Pereira lança o Música Popular do Sul no ano seguinte, com direção musical do maestro Rogério Duprat. Um ano depois, Música Popular do Norte, dirigido por Radamés Gnattali, fecha a série. A cantora paraense Jane Duboc lembra de ter gravado canções de Waldemar Henrique para essa coleção. “Ele era amigo da minha família e eu me senti em casa gravando músicas da minha infância”, afirma.
Choro e velha guarda
Voltada essencialmente para a música brasileira, a gravadora valorizou também a música instrumental, como os discos em que Arthur Moreira Lima toca choros e serestas de Ernesto Nazareth. Lançou discos ainda do flautista Altamiro Carrilho, do clarinetista Abel Ferreira, do violonista Canhoto da Paraíba e da velha guarda de escolas de samba do Rio e os tributos aos compositores Donga e Garoto. Mas os discos mais valorizados do catálogo são os dois primeiros de Cartola, que a EMI comercializa ainda hoje. Até 1974, quando estava com 66 anos, ele jamais havia gravado um disco solo. Depois dos álbuns lançados pela Marcus Pereira, Cartola fez outros dois. Ele morreu em 1980.
João Carlos Botezelli, o lendário produtor musical Pelão (leia mais sobre ele na pág.110), já havia proposto o registro de Cartola às maiores gravadoras do País, que tinham recusado o projeto. Pelão conta, no entanto, que o trabalho do qual mais se orgulha dentro da Marcus Pereira é a coleção História das Escolas de Samba. São quatro discos que reúnem a velha guarda das mais tradicionais escolas de samba do Rio: Portela, Mangueira, Salgueiro e Império Serrano.
Apesar da importância e dos elogios da crítica a muitos de seus discos, a Marcus Pereira passava por dificuldades. Para Falcão, o problema era a falta de interesse das gravadoras em distribuir o selo. Para complicar, os empréstimos públicos para a produção da série sobre música popular venciam e não havia dinheiro para saldá-los.
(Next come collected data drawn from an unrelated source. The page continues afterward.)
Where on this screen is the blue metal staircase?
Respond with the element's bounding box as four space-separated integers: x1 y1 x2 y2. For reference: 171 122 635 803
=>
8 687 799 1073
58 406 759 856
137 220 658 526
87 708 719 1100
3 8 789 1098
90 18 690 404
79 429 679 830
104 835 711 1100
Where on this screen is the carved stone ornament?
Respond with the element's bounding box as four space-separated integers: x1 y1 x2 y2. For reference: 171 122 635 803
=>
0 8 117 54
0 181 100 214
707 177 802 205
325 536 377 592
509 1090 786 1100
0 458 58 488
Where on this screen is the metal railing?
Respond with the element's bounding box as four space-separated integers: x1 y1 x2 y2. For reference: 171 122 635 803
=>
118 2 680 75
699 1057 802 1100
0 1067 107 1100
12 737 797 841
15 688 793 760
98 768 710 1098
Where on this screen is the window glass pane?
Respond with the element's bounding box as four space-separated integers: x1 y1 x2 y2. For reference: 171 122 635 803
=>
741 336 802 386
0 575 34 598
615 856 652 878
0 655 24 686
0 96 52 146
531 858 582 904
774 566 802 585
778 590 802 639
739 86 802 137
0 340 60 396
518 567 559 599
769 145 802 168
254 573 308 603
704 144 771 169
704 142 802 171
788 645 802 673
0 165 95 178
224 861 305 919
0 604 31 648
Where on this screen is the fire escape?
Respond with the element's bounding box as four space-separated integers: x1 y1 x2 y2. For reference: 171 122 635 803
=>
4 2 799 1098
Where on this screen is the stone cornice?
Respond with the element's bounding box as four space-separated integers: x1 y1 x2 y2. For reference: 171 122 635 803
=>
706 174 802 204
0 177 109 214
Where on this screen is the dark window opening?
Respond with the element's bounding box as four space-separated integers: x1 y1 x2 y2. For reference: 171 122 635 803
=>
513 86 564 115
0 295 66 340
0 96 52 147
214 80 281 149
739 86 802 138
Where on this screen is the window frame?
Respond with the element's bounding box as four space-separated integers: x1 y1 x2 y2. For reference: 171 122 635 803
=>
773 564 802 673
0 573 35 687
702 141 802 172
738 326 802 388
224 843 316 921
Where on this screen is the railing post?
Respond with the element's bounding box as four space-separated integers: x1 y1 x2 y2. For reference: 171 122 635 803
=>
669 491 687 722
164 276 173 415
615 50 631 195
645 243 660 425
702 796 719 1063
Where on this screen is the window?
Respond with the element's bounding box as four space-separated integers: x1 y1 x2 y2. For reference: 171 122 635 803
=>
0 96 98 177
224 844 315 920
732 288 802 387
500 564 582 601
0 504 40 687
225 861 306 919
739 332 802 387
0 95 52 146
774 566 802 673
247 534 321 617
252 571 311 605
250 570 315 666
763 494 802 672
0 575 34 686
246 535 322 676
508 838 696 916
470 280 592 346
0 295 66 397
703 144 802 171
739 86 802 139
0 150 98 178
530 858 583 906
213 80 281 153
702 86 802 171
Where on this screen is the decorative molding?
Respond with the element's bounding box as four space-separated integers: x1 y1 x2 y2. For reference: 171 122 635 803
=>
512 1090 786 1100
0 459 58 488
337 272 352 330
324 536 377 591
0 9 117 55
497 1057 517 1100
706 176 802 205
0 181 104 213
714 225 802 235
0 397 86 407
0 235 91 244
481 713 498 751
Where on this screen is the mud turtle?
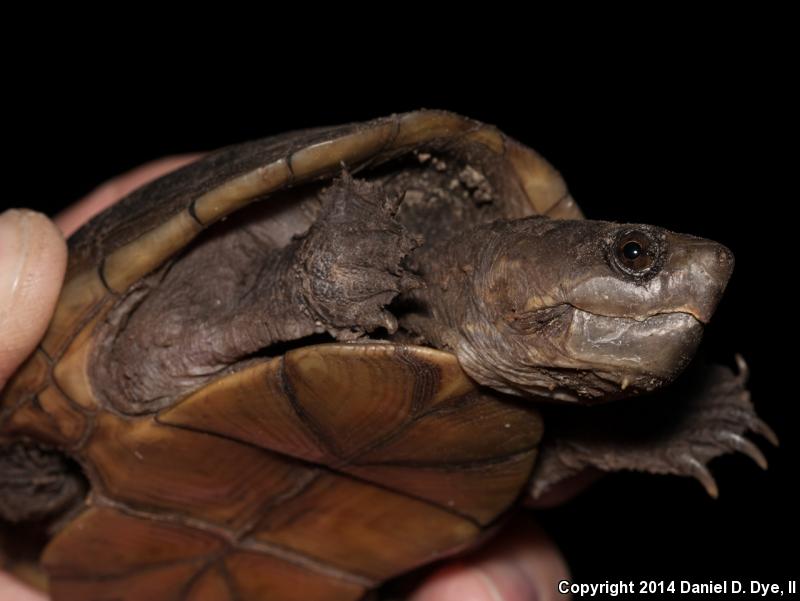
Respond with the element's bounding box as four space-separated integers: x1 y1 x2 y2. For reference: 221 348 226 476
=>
0 111 776 600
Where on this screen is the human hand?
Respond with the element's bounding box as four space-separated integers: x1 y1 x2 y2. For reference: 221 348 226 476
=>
0 156 574 601
0 208 65 600
0 156 195 600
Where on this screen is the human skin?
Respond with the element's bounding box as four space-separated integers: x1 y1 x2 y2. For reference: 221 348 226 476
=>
0 157 572 601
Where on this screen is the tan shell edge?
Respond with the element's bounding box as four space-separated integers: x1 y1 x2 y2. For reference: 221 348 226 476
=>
31 110 581 369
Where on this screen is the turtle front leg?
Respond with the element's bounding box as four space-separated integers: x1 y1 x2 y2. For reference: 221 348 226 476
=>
93 173 421 412
294 172 422 341
528 357 778 500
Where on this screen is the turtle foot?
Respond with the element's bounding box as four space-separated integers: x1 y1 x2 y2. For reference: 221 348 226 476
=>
297 172 422 340
653 355 777 498
529 356 777 500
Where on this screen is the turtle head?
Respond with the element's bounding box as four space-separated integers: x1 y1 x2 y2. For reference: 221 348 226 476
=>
452 217 734 402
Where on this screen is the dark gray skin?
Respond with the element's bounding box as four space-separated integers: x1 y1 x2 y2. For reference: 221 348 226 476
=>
402 216 733 403
96 175 730 410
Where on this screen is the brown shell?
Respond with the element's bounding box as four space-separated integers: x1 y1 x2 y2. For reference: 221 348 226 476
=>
41 344 542 600
0 110 576 600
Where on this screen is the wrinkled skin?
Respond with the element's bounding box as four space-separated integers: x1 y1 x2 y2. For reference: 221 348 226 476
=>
95 176 733 413
402 216 733 403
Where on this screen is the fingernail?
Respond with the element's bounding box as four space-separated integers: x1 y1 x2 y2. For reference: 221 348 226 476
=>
0 209 32 310
478 561 541 601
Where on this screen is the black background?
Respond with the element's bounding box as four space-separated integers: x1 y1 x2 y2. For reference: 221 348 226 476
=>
3 40 795 589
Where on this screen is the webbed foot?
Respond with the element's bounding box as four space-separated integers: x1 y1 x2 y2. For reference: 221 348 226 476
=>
529 356 777 499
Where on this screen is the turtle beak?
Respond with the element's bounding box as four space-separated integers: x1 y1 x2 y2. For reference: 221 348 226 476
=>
663 234 734 324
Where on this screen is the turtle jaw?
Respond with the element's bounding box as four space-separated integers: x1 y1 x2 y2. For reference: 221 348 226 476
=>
455 305 705 404
561 307 705 398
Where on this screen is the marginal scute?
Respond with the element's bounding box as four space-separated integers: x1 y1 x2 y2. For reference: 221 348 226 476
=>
505 138 569 215
40 269 109 358
49 562 200 601
1 356 85 448
2 399 69 447
289 120 397 179
43 506 223 576
546 193 584 219
249 472 478 580
0 350 49 414
462 125 507 155
391 111 477 150
103 210 203 293
36 387 86 446
224 551 365 601
86 413 314 530
53 300 115 411
192 158 292 225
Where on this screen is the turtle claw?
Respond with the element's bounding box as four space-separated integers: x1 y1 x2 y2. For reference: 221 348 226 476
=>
734 353 749 383
682 456 719 499
529 358 775 501
665 358 775 492
380 310 399 335
716 404 779 448
729 354 778 446
752 417 780 447
715 432 768 470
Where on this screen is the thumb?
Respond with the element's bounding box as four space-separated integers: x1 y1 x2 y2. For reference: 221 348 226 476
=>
410 516 570 601
0 209 67 390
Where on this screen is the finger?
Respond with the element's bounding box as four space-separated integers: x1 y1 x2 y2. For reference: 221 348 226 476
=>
410 515 569 601
0 572 47 601
55 155 201 236
0 210 67 390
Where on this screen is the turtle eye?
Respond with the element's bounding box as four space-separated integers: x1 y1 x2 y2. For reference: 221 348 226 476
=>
614 230 656 274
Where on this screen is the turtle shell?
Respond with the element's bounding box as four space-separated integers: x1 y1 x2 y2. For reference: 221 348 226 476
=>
0 110 581 600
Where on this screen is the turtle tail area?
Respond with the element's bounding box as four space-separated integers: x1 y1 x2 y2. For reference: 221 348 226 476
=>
0 441 87 591
527 356 778 501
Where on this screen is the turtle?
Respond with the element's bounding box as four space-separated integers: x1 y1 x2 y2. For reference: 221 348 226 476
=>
0 110 777 601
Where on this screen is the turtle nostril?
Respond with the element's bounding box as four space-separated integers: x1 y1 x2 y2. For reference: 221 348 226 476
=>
706 243 735 289
689 243 735 323
718 245 735 277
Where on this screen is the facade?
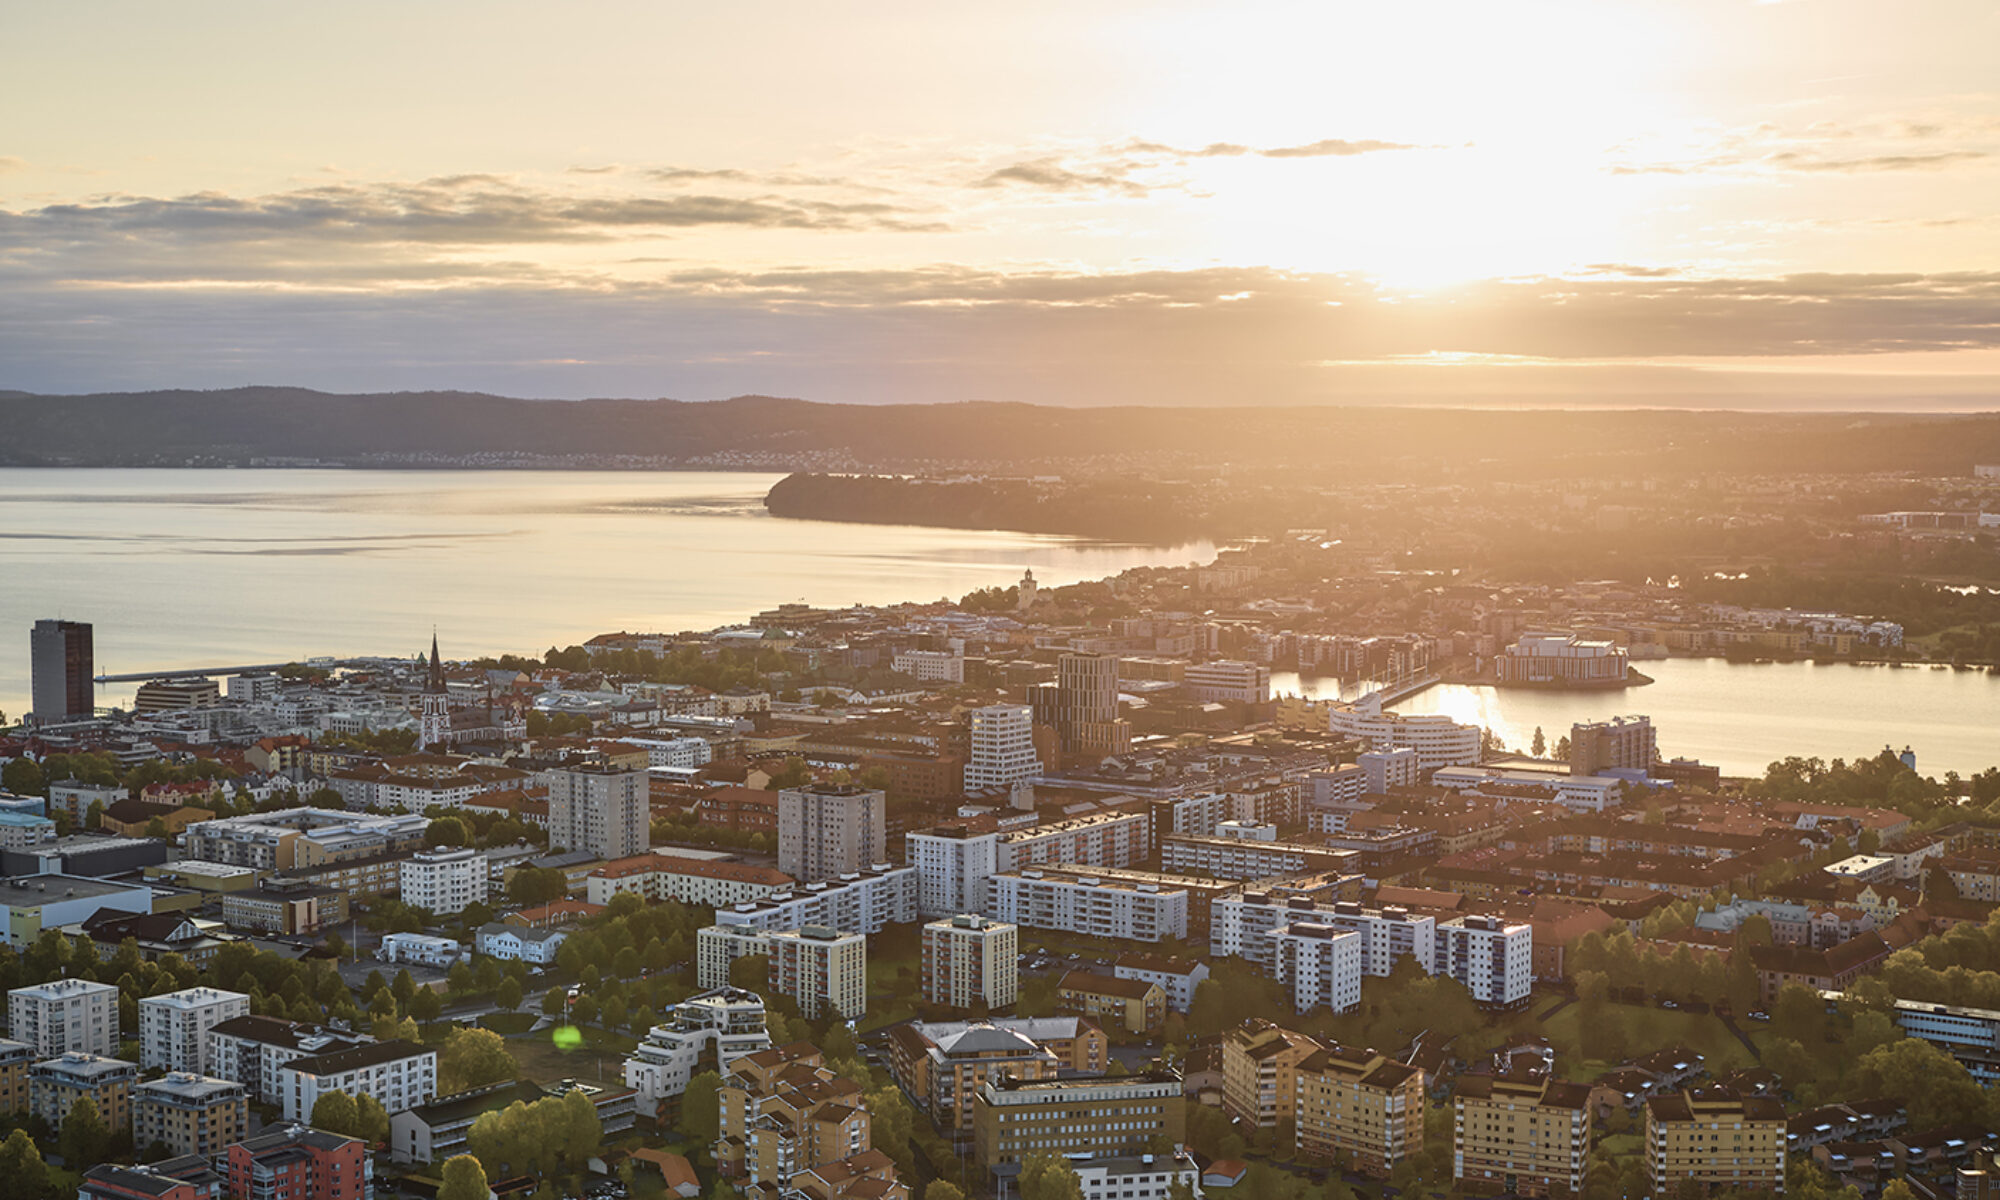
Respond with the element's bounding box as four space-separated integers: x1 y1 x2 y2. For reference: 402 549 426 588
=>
1114 954 1209 1013
398 847 487 915
1327 693 1481 770
0 1037 31 1115
624 988 774 1118
1569 716 1656 776
909 825 1003 919
31 618 94 722
389 1078 637 1165
133 1072 249 1158
1644 1088 1786 1196
1291 1043 1425 1176
777 784 887 882
766 926 869 1020
276 1038 437 1122
696 924 775 990
887 1016 1108 1134
0 875 154 949
1220 1020 1319 1129
1891 999 2000 1084
1057 971 1165 1034
1454 1074 1592 1197
711 864 917 935
1182 660 1272 704
1436 916 1535 1008
547 765 649 861
1160 832 1356 880
585 853 793 908
1271 923 1364 1014
183 808 428 872
223 1124 372 1200
922 914 1019 1010
139 987 251 1075
893 649 966 684
1359 748 1420 793
1072 1154 1203 1200
473 923 567 964
987 868 1190 943
378 932 466 968
964 704 1043 794
715 1043 899 1198
205 1016 375 1103
29 1051 137 1130
1497 633 1629 687
9 977 120 1057
1211 893 1427 975
219 880 348 935
79 1161 225 1200
972 1072 1184 1178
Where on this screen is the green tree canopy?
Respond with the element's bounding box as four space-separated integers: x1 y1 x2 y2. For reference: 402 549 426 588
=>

Marcus Vinícius de Andrade assumiu a direção artística em 1977. “Eles vinham com o padrão da publicidade. Os gastos eram gigantes para a indústria fonográfica”, conta Andrade. Ainda assim, eles conseguiram gravar nessa fase a Banda de Pífanos de Caruaru e o maestro Walter Smetak, guru dos tropicalistas, entre outros.
Em 1982, em meio a uma crise pessoal e financeira, Marcus Pereira se suicida. É o fim da gravadora. Mas não o fim da influência da Discos Marcus Pereira no surgimento de pequenos selos.